Viewers’ tweets were read out, giving their opinions about taking ecstasy. Audience members explained their good and bad experiences of the drug. One trial participant thought that she had been able to deal with post-traumatic stress because of the MDMA she took in the trial. Video footage showed an American woman who thought that using ecstasy in conjunction with psychotherapy had helped her deal with post-traumatic stress disorder, and she told the cameras this because she wanted to “open minds” and “help lots of people.”
Unusual camera angles and different screen colours were used often, presumably to hold viewers’ attention and perhaps to also attempt to simulate effects of being on the drugs, but they were a distraction. Some scientists argued that MDMA was an unpredictable and risky drug that was unlikely to be clinically useful; Nutt and his colleague Val Curran said the opposite. It was presented as a debate; yet it was unclear what was broadly agreed and what was controversial. Snow told us that the results were amazing and incredible; another presenter, Christian Jessen, collected vox pops from the studio audience and gave viewers advice on how to take ecstasy if they were determined to do so.
We rightly talk about drug companies having undue influence over clinical trials, their results, and their presentation—but what about television companies? Channel 4’s need to create the programme drove its description of the trial and presentation of the data. Had the methods and results been ascribed more importance, it would have helped the viewer appreciate the importance of randomised controlled trials as opposed to the power of anecdote. The live format promoted sharing of opinions but the hierarchy of evidence was not explained or investigated. Originally the programme makers wanted to show the taking of ecstasy live, but a condition of trial approval was that it was not live. Making the remainder of the programme live seemed unnecessary.

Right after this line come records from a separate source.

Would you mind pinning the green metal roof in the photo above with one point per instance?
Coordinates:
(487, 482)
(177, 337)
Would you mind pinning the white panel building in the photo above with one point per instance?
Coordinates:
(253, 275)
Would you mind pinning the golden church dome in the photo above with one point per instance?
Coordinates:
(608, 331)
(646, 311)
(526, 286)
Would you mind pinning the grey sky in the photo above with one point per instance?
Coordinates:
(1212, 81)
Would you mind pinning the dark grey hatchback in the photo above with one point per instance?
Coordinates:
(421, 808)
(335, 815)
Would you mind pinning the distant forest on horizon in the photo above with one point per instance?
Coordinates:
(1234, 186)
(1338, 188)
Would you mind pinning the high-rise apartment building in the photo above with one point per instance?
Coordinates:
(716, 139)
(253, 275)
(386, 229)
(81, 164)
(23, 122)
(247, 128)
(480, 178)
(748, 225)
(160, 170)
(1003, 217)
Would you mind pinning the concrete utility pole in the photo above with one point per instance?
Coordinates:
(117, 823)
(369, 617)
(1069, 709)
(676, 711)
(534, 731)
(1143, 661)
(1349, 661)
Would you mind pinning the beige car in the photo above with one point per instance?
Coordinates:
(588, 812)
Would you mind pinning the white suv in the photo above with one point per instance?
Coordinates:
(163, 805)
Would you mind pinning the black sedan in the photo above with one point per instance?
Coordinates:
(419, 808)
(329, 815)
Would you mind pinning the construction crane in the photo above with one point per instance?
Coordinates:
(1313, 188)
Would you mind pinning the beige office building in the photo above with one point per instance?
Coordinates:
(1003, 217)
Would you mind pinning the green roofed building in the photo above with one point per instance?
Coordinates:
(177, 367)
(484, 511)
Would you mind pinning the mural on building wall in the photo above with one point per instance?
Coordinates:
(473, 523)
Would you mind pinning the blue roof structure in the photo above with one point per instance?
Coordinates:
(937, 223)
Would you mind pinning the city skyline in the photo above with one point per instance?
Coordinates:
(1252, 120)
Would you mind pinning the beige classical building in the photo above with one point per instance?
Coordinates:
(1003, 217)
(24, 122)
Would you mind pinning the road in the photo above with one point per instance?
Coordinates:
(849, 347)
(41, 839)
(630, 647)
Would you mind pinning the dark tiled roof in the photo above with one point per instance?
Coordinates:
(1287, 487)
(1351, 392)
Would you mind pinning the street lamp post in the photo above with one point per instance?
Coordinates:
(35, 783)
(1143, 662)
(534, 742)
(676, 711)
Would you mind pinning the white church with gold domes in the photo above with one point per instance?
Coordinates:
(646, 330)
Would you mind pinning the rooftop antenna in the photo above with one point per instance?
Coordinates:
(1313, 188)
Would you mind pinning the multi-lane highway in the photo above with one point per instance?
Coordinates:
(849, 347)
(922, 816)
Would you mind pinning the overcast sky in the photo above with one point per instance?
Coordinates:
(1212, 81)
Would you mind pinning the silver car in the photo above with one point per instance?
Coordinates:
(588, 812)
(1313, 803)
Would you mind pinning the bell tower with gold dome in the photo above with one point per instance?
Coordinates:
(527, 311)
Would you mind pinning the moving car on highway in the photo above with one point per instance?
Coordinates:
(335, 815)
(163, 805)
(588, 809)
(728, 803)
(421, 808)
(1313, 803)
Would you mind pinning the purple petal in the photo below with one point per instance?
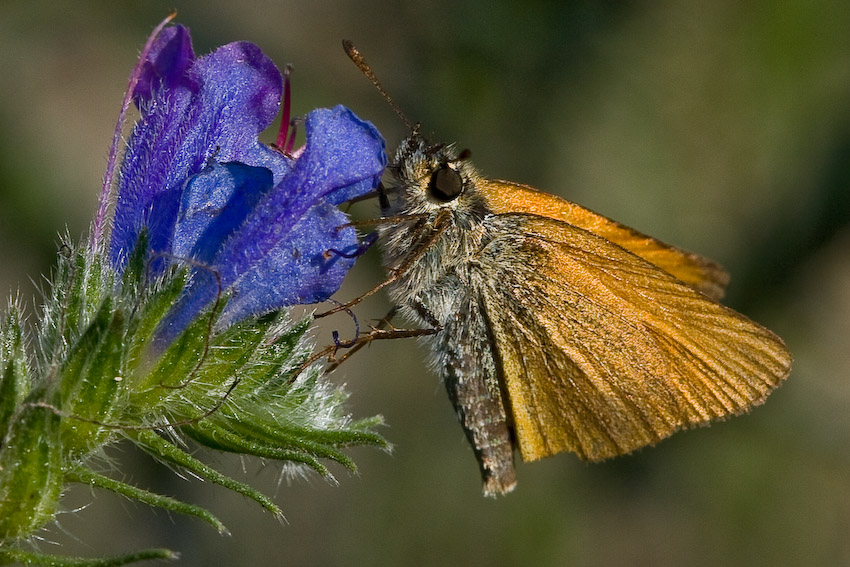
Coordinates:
(191, 111)
(169, 58)
(283, 254)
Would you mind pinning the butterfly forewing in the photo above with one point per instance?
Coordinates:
(696, 271)
(602, 352)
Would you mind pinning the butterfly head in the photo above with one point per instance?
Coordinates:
(426, 178)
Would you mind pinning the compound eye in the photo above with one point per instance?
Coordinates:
(446, 184)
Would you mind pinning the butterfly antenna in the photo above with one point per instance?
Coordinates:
(358, 60)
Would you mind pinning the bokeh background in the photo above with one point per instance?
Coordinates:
(722, 127)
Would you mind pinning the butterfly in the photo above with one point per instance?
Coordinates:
(556, 329)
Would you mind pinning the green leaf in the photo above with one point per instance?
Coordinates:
(85, 476)
(30, 471)
(14, 371)
(8, 556)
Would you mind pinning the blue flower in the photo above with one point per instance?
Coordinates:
(255, 223)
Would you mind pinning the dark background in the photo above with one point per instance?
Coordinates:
(720, 128)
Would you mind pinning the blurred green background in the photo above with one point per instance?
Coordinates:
(722, 127)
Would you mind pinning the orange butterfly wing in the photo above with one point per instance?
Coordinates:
(696, 271)
(602, 352)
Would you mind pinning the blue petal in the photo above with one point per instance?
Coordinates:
(300, 269)
(284, 252)
(344, 159)
(214, 204)
(191, 110)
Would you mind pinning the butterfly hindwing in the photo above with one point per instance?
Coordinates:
(602, 352)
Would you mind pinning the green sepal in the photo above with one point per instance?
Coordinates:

Crucially, Drugs Live failed to distinguish clearly between the issues surrounding illegal use of recreational drugs and the vast difference with the controlled clinical experiment being run. Viewers calling in often discussed personal experiences after illegal use of ecstasy. Many drugs can be misused but can also be prescribed and have clinical usefulness. There should be no difference if MDMA is found to be effective in some conditions, in which case there should be no stigma about using it. It requires a Home Office licence to study MDMA, and Nutt, explaining the current research situation to the Observer, said that drug companies were concerned about the potential for negative publicity should they research MDMA. What MDMA could be effective for, however, has not been shown, and although the presenters described the fMRI findings of the effects of MDMA as “groundbreaking,” they neglected to tell us what this means for future research—that is, statistics, more trials, more tests, and more questions. The relation between the fMRI findings and real life outcomes was not described; in one instance a researcher told a blinded participant that he thought she probably had taken the active drug. Nor was it clear what questions this trial could not answer, including that it could not give reassurance to people thinking about taking, or already taking, MDMA. It’s necessary that the public engage with and understand science, uncertainty, and the need for clinical research, and how science works. But this programme was not an example of how to do so.